Nonprofit for at-risk youths is helping banks solve cyber talent shortage
Good cybersecurity professionals are hard to find if you’re a bank. They’re in high demand, they often have multiple job offers, and they can be very expensive.
So when Bank of New York Mellon learned that the workforce development nonprofit Year Up was piloting a cybersecurity skills program, the $353 billion-asset trust bank jumped at the opportunity to take on six of those interns.
“When you talk about skills shortages, cyber has got to be at the very top of the list. When you’re looking for experienced folks, it’s almost like hand-to-hand combat in recruiting,” said Michael Biedermann, who heads recruitment for the bank’s technology and operations functions. “It’s very, very tough hiring skilled cyber folks. We’re so excited to have the six Year Up interns we have focusing on cyber and if it works out well, we’re certainly going to hire more.”
The Boston-based Year Up has long found a sweet spot placing its interns in the financial services industry. Its new cybersecurity track is one way the organization is responding to the needs of an industry that’s increasingly competing not just with other banks for the best talent, but also with tech companies.
Year Up’s mission is essentially twofold: To provide job training and career opportunities for young adults without a college degree and to help companies fill the skills gaps in entry-level jobs that can ultimately be gateways into profitable careers. The organization pulls its candidates from low- to moderate-income communities and trains them in both technical skills and soft skills in a classroom setting for six months before enrolling them in an internship with one of its corporate partners.
Year Up has been rolling out the new cybersecurity track piecemeal, across different locations, since its inception in 2015. In that time, it’s graduated 284 students from the cybersecurity program, with 130 of those ultimately converting to full-time positions after their internship ended. Currently, Year Up has 69 students in its cybersecurity program.

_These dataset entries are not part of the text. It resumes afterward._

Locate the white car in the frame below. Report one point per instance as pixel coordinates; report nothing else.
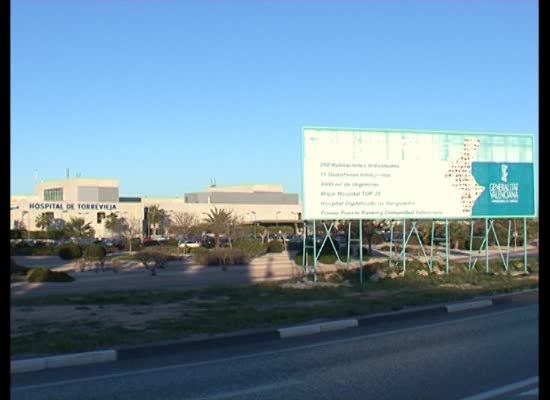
(191, 243)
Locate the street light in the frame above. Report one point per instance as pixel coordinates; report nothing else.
(255, 223)
(29, 223)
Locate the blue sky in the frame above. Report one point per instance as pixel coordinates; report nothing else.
(167, 95)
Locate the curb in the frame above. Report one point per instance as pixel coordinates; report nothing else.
(66, 360)
(125, 353)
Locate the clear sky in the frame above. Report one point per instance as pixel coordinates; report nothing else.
(166, 95)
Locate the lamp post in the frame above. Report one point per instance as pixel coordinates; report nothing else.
(29, 222)
(255, 224)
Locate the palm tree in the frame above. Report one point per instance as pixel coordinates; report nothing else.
(156, 216)
(78, 228)
(43, 221)
(218, 222)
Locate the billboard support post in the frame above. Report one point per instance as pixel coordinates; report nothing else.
(361, 251)
(446, 246)
(328, 236)
(349, 243)
(487, 245)
(432, 246)
(390, 264)
(508, 246)
(304, 248)
(470, 266)
(404, 245)
(314, 252)
(525, 244)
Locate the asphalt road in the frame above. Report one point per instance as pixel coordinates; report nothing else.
(482, 354)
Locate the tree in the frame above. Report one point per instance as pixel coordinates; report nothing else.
(218, 222)
(43, 221)
(78, 228)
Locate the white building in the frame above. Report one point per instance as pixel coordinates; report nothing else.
(95, 199)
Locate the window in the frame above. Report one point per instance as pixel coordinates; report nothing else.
(53, 194)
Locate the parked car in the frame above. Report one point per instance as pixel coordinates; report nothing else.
(189, 242)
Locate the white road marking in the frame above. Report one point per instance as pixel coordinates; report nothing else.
(262, 388)
(262, 353)
(534, 392)
(504, 389)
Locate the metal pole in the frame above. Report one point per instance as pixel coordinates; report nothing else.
(403, 246)
(314, 252)
(391, 242)
(446, 246)
(486, 245)
(508, 247)
(471, 244)
(524, 244)
(304, 252)
(432, 246)
(349, 243)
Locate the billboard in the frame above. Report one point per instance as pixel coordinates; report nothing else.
(398, 174)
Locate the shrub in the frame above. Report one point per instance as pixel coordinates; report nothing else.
(70, 251)
(250, 247)
(171, 242)
(197, 249)
(16, 268)
(275, 246)
(42, 274)
(136, 244)
(95, 252)
(220, 256)
(153, 258)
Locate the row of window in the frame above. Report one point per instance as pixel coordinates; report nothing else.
(53, 194)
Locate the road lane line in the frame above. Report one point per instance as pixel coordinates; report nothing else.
(265, 353)
(256, 389)
(503, 389)
(534, 392)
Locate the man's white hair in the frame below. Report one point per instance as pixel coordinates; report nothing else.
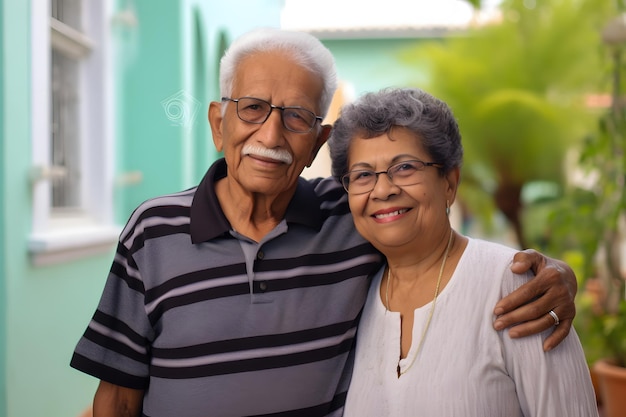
(304, 48)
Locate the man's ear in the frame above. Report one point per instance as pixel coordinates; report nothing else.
(321, 139)
(215, 120)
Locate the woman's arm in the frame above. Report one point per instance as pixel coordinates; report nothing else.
(117, 401)
(554, 288)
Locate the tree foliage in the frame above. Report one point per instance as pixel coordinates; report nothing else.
(518, 89)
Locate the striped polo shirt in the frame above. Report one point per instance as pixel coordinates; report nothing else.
(211, 323)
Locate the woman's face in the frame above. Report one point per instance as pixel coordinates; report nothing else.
(392, 216)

A recent federal study of workforce development programs found that Year Up candidates earned roughly 53% more money than peers who had not completed the program. Year Up graduates were also 18% more likely to go on to earn other professional certifications or licenses after completing the program.
Though Year Up works with hundreds of organizations spanning a range of different fields, banks especially like the program as a recruiting tool. Banks can struggle to fill certain entry-level jobs with college grads who might balk at a $39,000 starting salary, but they’ve seen great success with Year Up candidates, who often prove to be loyal employees.
As Year Up has expanded, it’s worked with its partner companies to help them think differently about the career paths they can build for their own employees, said John Bradley, its chief operating officer. One important example of this is in trying to persuade companies that they don’t need to require a post-secondary degree for all of their entry-level jobs.
“We’ve worked a lot with employers in trying to get them to understand and change their focus or their demand on having a four-year degree to be a prospect,” Bradley said.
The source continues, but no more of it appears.